Simple habits can keep dangerous risks small. I've never had pneumonia before, but I'm not really surprised I got it. You see, I spend a lot more time than most people in places where I'm likely to catch disease. When I'm minding my own business, I'm out walking every morning and evening, regardless of weather, and I'm more likely to catch something during those times because my body is weak against exposure. I also spend a lot more time than most people talking to, standing near, and working with the indigent. When we go feed them, since I didn't actually prepare any food, I usually end up going down the line either handing out socks or talking to them about religious topics, meaning I get a lot more face time than those who serve the food. They're no better about covering their mouths than children, and so I bet money I caught it from some homeless dude. No good deed goes unpunished, right?

It's always the little things that matter. The bacteria that cause pneumonia are 1 millionth of a meter in length, so small that even if you could see them your brain would ignore them, and yet they brought me low to my bed for weeks. Seemingly unimportant decisions, innocent deviations, and any time we are off by a few degrees, things end up far from where we hoped. Yet, I know that I honestly do my best, and if I had to be perfect for it to work, then there was no point trying. Today, it is just the little things, but when you put enough little things together, their total sum is enough to bring down something far mightier. What began with maybe 100 bacilli blossomed into a million within days and probably ended up killing millions of my own cells before it ends.
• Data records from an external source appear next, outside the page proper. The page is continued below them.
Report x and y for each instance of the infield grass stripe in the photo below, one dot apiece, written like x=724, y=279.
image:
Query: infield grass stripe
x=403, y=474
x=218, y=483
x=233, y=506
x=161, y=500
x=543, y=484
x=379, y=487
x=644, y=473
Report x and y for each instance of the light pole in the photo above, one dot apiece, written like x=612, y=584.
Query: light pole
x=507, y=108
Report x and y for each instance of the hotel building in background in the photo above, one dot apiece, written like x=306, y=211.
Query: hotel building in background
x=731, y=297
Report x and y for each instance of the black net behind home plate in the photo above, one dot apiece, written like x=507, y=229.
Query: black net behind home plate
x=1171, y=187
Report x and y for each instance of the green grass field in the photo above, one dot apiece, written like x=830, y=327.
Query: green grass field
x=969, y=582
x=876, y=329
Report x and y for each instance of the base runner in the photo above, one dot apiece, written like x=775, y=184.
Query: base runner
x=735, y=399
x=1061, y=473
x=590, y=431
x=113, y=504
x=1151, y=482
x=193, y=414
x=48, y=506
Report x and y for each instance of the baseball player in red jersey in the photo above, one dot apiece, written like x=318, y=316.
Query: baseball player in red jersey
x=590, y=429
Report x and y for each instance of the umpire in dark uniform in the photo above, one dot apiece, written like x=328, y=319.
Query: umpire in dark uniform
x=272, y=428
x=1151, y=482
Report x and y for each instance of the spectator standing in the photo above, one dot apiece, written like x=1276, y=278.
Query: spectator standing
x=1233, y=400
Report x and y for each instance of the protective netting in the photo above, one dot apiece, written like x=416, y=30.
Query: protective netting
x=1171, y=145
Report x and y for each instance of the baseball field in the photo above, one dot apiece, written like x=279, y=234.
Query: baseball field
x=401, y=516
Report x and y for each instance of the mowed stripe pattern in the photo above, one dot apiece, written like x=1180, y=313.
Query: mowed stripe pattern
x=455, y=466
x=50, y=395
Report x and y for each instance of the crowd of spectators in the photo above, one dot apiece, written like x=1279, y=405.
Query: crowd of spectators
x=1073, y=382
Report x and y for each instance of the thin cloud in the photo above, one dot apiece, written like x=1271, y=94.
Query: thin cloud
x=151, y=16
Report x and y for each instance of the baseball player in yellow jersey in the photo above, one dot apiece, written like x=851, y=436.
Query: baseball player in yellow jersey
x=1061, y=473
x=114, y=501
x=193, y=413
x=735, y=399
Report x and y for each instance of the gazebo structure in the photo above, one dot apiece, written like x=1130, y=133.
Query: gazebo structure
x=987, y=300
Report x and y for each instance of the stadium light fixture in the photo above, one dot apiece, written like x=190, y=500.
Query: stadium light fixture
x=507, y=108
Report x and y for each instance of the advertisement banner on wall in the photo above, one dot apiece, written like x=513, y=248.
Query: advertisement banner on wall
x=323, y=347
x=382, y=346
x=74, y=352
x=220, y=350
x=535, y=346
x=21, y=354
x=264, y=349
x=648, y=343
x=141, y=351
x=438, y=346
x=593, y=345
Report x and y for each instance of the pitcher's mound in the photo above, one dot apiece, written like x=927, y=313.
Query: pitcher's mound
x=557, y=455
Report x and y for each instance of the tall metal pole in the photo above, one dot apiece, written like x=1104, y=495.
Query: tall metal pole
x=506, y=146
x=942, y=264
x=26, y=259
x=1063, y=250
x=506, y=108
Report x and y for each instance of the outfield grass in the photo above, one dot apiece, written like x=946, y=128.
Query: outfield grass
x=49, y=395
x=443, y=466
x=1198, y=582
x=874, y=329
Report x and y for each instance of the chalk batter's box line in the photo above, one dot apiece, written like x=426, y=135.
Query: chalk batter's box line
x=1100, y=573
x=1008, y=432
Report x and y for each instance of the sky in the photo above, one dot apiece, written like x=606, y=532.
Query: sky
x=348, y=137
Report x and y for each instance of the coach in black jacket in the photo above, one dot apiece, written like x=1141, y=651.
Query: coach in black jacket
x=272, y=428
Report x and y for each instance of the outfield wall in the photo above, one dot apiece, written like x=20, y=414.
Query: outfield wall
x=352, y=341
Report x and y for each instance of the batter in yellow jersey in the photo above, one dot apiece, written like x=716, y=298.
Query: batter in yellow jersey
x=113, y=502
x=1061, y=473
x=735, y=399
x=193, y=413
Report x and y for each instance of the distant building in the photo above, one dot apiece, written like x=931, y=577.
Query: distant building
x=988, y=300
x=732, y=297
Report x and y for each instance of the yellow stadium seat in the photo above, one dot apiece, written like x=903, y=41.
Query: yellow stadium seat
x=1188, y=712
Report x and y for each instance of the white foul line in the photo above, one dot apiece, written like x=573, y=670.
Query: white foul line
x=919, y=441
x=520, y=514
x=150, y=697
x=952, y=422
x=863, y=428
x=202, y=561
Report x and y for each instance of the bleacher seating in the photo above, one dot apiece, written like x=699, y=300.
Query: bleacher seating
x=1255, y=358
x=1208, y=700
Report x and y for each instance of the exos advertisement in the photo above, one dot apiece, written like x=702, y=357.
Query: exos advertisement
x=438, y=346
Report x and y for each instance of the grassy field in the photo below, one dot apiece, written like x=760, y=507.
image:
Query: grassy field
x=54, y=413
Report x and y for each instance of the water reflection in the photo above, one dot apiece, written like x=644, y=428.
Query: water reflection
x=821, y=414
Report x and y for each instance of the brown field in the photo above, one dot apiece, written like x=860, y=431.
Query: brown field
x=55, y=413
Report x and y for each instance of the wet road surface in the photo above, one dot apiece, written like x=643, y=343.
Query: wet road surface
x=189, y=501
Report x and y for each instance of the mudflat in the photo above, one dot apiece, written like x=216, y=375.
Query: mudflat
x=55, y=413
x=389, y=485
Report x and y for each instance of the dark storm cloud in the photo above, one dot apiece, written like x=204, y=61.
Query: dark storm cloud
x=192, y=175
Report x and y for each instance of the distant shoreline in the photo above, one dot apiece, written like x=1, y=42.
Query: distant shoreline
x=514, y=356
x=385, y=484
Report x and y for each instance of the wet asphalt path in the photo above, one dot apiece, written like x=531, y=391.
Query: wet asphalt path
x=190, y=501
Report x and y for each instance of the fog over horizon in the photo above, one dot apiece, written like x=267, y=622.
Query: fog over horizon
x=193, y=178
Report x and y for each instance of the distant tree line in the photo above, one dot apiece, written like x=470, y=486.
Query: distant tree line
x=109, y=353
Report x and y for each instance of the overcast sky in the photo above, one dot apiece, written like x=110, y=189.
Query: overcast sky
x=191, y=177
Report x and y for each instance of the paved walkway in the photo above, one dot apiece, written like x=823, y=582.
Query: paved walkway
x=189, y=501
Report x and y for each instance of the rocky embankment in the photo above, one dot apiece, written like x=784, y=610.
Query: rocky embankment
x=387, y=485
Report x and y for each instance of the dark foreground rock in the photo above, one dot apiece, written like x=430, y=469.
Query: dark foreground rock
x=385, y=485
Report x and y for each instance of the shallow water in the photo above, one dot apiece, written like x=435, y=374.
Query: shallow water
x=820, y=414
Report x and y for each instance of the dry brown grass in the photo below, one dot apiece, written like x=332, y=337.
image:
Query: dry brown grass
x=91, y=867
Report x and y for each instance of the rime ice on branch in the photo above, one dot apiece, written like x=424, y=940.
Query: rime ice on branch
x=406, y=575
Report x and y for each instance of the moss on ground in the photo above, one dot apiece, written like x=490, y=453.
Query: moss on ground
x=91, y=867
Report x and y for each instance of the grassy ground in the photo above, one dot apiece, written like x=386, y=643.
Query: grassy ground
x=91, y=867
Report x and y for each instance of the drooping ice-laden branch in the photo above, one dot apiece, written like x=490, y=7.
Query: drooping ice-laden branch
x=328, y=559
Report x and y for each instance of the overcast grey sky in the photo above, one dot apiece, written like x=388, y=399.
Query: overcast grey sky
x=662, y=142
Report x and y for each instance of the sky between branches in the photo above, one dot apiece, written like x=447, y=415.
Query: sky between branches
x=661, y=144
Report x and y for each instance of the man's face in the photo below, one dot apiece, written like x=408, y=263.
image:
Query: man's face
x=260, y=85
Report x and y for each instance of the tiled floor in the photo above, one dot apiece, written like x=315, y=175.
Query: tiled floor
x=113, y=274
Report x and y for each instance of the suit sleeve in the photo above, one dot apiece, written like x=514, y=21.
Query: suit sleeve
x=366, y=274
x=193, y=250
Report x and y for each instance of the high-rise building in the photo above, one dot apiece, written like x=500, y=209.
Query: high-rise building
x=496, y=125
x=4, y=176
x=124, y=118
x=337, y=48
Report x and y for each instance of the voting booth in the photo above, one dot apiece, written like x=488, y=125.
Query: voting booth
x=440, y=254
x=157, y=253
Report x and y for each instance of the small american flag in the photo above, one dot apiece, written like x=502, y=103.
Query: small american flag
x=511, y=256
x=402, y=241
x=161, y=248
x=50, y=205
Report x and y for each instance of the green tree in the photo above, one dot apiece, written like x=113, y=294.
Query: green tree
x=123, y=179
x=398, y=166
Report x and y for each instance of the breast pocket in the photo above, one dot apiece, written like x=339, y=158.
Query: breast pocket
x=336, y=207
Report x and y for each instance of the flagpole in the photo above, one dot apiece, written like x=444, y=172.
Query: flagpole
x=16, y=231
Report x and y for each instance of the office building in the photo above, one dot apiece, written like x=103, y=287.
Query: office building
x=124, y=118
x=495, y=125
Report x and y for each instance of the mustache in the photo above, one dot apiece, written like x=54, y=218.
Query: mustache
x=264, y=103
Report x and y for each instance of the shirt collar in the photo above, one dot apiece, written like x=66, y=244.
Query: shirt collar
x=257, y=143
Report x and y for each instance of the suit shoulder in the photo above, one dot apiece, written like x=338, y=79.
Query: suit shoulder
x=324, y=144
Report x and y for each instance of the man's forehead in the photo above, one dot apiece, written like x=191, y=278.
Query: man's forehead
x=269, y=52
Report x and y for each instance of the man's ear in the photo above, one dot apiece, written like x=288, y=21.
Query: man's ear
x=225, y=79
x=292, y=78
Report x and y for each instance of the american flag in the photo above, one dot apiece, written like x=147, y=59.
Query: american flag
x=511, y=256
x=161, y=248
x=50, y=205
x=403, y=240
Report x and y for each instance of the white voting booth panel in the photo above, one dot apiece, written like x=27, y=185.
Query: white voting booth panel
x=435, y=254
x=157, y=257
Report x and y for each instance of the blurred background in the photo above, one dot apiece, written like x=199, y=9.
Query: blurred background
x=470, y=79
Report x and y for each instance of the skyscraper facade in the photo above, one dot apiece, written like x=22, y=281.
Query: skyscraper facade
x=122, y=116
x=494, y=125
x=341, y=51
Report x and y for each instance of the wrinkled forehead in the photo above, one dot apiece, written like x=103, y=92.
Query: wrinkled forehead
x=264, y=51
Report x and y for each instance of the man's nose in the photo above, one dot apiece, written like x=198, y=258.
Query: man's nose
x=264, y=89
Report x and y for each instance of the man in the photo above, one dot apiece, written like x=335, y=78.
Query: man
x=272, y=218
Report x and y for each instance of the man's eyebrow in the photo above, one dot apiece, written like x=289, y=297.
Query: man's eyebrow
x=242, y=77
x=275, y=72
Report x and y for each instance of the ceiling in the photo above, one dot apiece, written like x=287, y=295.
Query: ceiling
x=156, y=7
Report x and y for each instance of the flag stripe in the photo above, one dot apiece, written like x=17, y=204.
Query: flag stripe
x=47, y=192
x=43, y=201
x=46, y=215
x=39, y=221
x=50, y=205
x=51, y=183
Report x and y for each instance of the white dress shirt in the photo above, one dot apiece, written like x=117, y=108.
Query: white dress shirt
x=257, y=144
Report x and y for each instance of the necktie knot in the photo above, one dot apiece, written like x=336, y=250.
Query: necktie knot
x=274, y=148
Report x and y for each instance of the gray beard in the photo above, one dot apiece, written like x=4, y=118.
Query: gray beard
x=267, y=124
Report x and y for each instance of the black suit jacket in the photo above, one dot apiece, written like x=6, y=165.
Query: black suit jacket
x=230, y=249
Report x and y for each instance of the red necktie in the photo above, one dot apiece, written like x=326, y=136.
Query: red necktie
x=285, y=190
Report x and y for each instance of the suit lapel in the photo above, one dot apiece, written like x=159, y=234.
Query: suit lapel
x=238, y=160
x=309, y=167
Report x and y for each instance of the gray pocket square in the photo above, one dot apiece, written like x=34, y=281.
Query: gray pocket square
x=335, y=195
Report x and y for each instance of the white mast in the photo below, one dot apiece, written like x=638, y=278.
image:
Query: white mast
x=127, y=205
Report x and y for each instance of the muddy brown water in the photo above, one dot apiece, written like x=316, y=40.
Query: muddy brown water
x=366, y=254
A few torn fibers, a few innocent flirts, a few items purloined perniciously, and pretty soon we're paying for our choices in ways we don't realize because we don't realize how many things added up to earn us our plight. For this reason, I try not to deviate from my rules. I keep them because they keep me. Lots of small bacteria combined made a huge impact on my life, and small habits could have prevented their entrance methinks if I'd taken them more seriously.

Ever since teaching in grad school, I've distrusted doctors, so I only went to see one because I had another reason that was less urgent. Sometimes we belittle things that we ought not. It seems a little thing to admit you need help, to get a regular checkup, and although I'm not going to probably change all that much, I am now on a regimen to get better, especially since I lost my voice several days ago, right about when I went to the doctor. So, I slug on, point at things, sigh a lot, and probably make people think I'm a jerk when I don't answer, but I really can't. We rely so much on speech, on affectation, and I can only communicate so well with typed words. You really only appreciate what you have when it's taken from you. I became so used to my habits, my routine, and the use of my limbs and faculties that it was tough some days to just lie there and do nothing, realizing that the work of the day was to get well, get rest, and get repaired. If I had insisted on hiking or running or leaving my house, at the very least I prolong my own suffering and possibly risk introducing it to others.

At the end of the day, it's always the little things. People remember the little things. When people ignore the little things, they often blow out of proportion. What seems little to you adds up to a big deal. Small lies evince lack of integrity eventually. Small fines deplete your account eventually. Small gestures endear you to others eventually. Simple habits create great change, for good or ill. For now, I feel small. I know that I am dumb for I cannot speak. It's amazing how much small and simple things change your world.